The public defense of Damir Bilic's licentiate thesis in Computer Science and Engineering
The public defense of Damir Bilic's licentiate thesis in Computer Science and Engineering will take place at Mälardalen University, Västerås Campus, room Zeta and Online/Zoom) at 13:00 on November 3, 2020.
Title: “Managing variability in SysML models of automotive systems”.
Serial number: 295.
The faculty examiner is Associate Professor Thorsten Berger, Chalmers, and the examining committee consists of Professor Ina Schaefer, TU Braunschweig, Adjunct Professor Magnus Larsson, ABB Robotics and Associate Professor Thorsten Berger, Chalmers.
Reserve; Professor Andreas Ryve, Mälardalen University.
Fairly recent, yet rapid, advancements in all domains of technology have brought a plethora of challenges for anyone who is developing software-intensive systems. Consider the automotive domain for example. Cars are complex systems, a single car can have highly complex mechanical,
electrical and electronic systems all at once. Moreover, these systems can be highly configurable. For example, a customer might choose a diesel engine, a petrol engine, an electric motor or even a hybrid mix of them, all for the same car model. Not to mention the additional configuration options for comfort, styling or electronic systems such as autopilots.
To manage the complexity and variability of such software-intensive systems, organizations are often looking into model-based techniques for development. One such technique is model-based systems engineering, where a set of models is developed for the planning, design, analysis and documentation of software-intensive systems. Variability is a factor that is often overlooked in model-based systems engineering. Product line engineering is a technique which is used for the development of highly such configurable systems, however, not necessarily using models.
In this thesis, the research focus was on the management of variability in model-based systems engineering. We have been exploring the combination of model-based systems engineering and product line engineering. Initially, the work started with the evaluation of currently existing tool support to manage variability of engine systems developed at Volvo Construction Equipment.

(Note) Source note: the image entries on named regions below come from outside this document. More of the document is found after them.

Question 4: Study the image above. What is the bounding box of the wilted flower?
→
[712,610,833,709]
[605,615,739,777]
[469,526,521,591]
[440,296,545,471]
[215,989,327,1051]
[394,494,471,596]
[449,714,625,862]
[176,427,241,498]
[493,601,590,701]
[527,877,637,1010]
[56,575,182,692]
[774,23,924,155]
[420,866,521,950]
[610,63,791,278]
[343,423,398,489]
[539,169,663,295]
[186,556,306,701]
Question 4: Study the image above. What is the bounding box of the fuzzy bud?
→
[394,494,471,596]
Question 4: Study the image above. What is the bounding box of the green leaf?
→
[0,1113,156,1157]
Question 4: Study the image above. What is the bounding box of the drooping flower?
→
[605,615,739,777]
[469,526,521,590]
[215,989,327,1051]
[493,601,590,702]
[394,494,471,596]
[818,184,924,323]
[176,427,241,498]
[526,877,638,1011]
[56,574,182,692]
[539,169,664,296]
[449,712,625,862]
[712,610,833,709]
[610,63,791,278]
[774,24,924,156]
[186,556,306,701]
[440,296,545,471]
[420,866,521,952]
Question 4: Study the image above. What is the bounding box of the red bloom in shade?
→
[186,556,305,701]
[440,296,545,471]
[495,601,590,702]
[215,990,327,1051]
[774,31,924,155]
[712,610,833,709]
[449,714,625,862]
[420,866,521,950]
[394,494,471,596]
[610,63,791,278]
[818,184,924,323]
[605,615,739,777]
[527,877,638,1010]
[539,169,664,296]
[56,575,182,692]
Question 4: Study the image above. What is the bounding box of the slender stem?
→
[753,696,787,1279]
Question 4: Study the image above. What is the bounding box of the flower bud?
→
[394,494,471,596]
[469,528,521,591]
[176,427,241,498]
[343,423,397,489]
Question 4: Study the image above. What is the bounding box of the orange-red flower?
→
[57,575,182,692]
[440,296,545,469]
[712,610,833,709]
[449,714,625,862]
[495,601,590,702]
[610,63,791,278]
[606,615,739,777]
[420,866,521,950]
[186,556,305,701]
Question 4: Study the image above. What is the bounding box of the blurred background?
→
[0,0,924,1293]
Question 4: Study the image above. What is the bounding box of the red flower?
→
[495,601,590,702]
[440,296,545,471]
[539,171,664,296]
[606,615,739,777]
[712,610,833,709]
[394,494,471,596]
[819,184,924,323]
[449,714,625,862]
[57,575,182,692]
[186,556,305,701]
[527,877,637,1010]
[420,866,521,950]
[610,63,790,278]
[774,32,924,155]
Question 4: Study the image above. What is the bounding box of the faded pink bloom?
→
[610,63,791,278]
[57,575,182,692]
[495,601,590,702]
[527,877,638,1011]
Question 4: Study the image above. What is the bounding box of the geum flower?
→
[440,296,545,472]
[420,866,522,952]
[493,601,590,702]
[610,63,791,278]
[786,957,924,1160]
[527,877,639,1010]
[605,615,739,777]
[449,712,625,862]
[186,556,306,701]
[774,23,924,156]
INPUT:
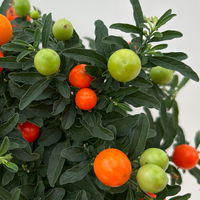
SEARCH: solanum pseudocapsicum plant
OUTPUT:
[0,0,200,200]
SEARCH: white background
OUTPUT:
[31,0,200,200]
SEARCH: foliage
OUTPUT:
[0,0,200,200]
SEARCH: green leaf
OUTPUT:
[4,162,18,173]
[130,0,144,27]
[43,188,65,200]
[0,113,19,137]
[10,188,21,200]
[169,193,191,200]
[102,35,130,49]
[52,97,70,115]
[16,50,32,62]
[148,56,199,81]
[0,187,11,200]
[84,37,96,49]
[42,13,52,48]
[110,23,143,34]
[60,161,92,185]
[61,147,88,162]
[67,190,88,200]
[156,9,176,28]
[8,72,44,85]
[62,49,107,69]
[81,113,114,141]
[1,43,27,52]
[124,91,160,109]
[150,30,183,42]
[0,0,12,15]
[0,56,23,69]
[38,127,62,146]
[33,28,41,48]
[61,105,76,129]
[95,20,112,57]
[47,143,65,187]
[12,149,40,162]
[1,171,15,186]
[189,167,200,184]
[129,113,150,159]
[195,131,200,148]
[57,80,70,99]
[19,79,51,110]
[163,52,188,61]
[167,185,181,196]
[0,136,10,156]
[151,44,168,51]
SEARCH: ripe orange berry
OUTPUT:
[172,144,199,169]
[0,14,13,45]
[69,64,93,88]
[75,88,97,110]
[94,148,132,187]
[0,51,4,72]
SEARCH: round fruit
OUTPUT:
[0,14,13,45]
[75,88,97,110]
[69,64,93,88]
[17,122,40,142]
[13,0,31,17]
[53,19,74,40]
[108,49,141,82]
[140,148,169,170]
[0,51,4,72]
[136,164,168,193]
[30,10,40,19]
[172,144,199,169]
[150,66,174,85]
[34,49,61,76]
[94,148,132,187]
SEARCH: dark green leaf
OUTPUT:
[47,143,65,187]
[38,127,62,146]
[110,23,143,34]
[102,35,130,49]
[151,30,183,42]
[57,81,70,99]
[44,188,65,200]
[189,167,200,184]
[163,52,188,61]
[62,49,107,68]
[130,0,144,26]
[4,162,18,173]
[19,79,51,110]
[129,113,149,159]
[60,161,92,185]
[149,56,199,81]
[8,72,44,85]
[0,136,10,156]
[16,50,32,62]
[0,0,11,15]
[0,113,19,136]
[42,13,52,48]
[195,131,200,149]
[61,105,76,129]
[1,171,15,186]
[95,20,112,57]
[0,187,11,200]
[61,147,88,162]
[124,91,160,109]
[12,149,40,162]
[169,193,191,200]
[10,188,21,200]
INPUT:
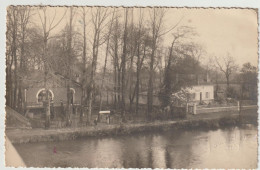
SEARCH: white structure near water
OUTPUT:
[189,85,214,103]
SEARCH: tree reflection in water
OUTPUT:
[15,127,257,168]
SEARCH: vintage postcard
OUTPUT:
[5,5,258,169]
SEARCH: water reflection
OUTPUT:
[15,127,257,168]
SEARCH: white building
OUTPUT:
[190,84,214,103]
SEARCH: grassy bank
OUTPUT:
[6,110,257,143]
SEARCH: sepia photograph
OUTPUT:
[4,5,258,169]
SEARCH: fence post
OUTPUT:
[193,103,197,115]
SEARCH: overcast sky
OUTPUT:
[31,8,258,66]
[172,8,258,66]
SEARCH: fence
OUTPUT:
[187,102,257,114]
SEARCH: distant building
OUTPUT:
[172,71,214,106]
[190,84,214,103]
[23,71,82,108]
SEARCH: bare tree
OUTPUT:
[37,7,66,128]
[80,7,88,120]
[99,9,115,114]
[215,53,238,93]
[66,7,75,126]
[121,8,128,119]
[147,7,166,119]
[87,7,108,124]
[18,6,32,112]
[6,6,18,109]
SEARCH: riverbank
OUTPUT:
[6,109,258,143]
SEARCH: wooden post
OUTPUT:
[193,103,197,115]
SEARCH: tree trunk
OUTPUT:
[121,8,128,120]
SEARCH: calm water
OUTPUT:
[15,127,257,168]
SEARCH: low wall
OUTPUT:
[6,111,257,143]
[196,105,257,114]
[5,106,31,129]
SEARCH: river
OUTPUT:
[15,126,258,168]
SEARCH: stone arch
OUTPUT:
[70,88,76,104]
[36,88,54,103]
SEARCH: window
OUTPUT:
[192,93,196,100]
[36,89,54,103]
[206,92,209,99]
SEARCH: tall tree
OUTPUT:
[147,7,166,119]
[99,8,115,113]
[87,7,108,124]
[215,53,238,97]
[37,6,66,128]
[121,8,128,119]
[66,7,75,125]
[18,6,32,112]
[6,6,18,109]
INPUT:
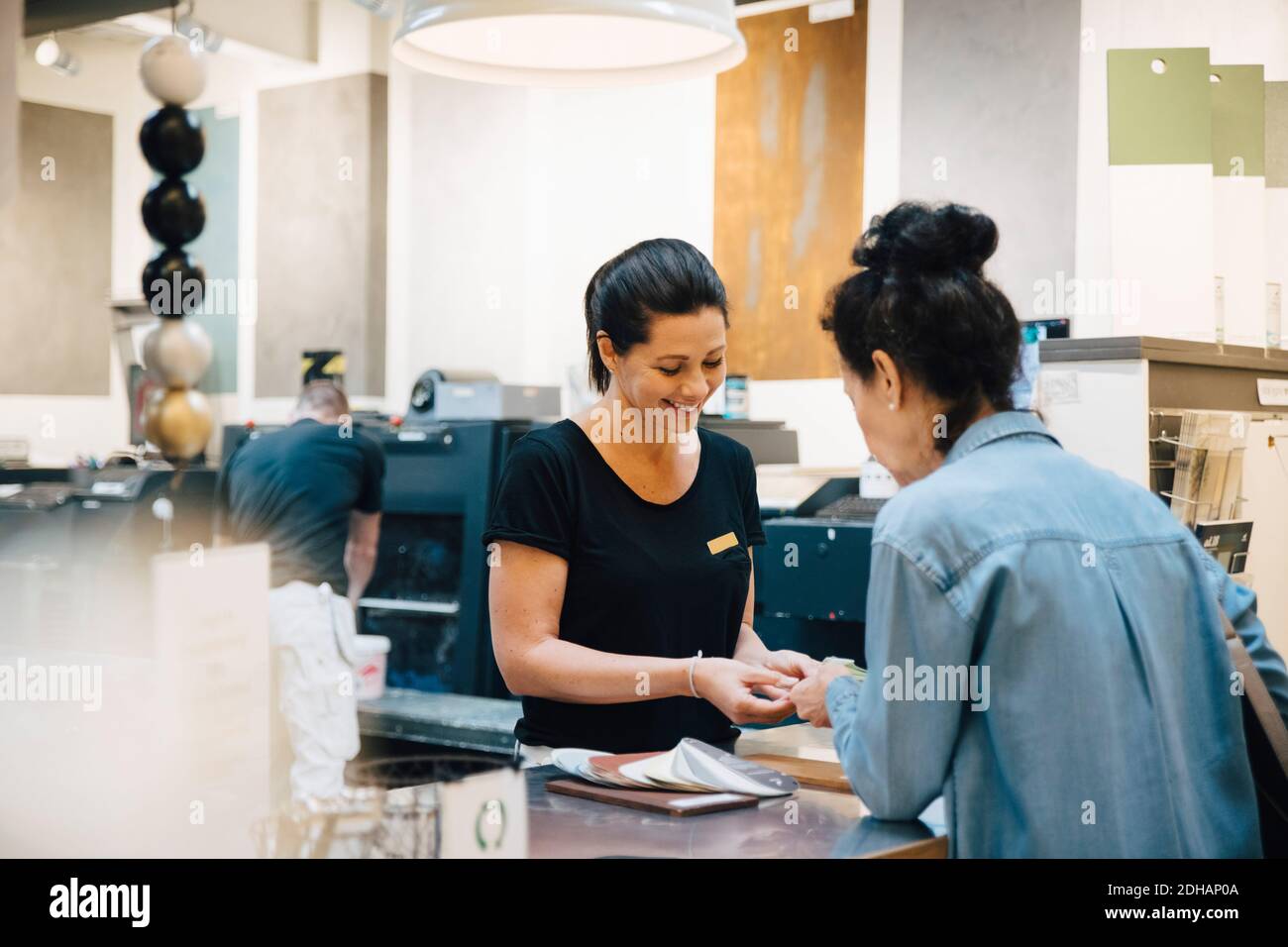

Secondly, we have evaluated how model-based product line engineering affects different phases of the development process at Volvo CE, i.e. we tried to assess the consequences during requirements engineering, during the design, testing, etc. During these studies, several shortcomings were identified in terms of both tool support and methodology support. Often, variability related issues in the product were not detected until late phases in the development process. Lastly, to address some of the identified challenges, in the thesis, we have developed an approach which can detect variability-related inconsistencies in system models during systems engineering.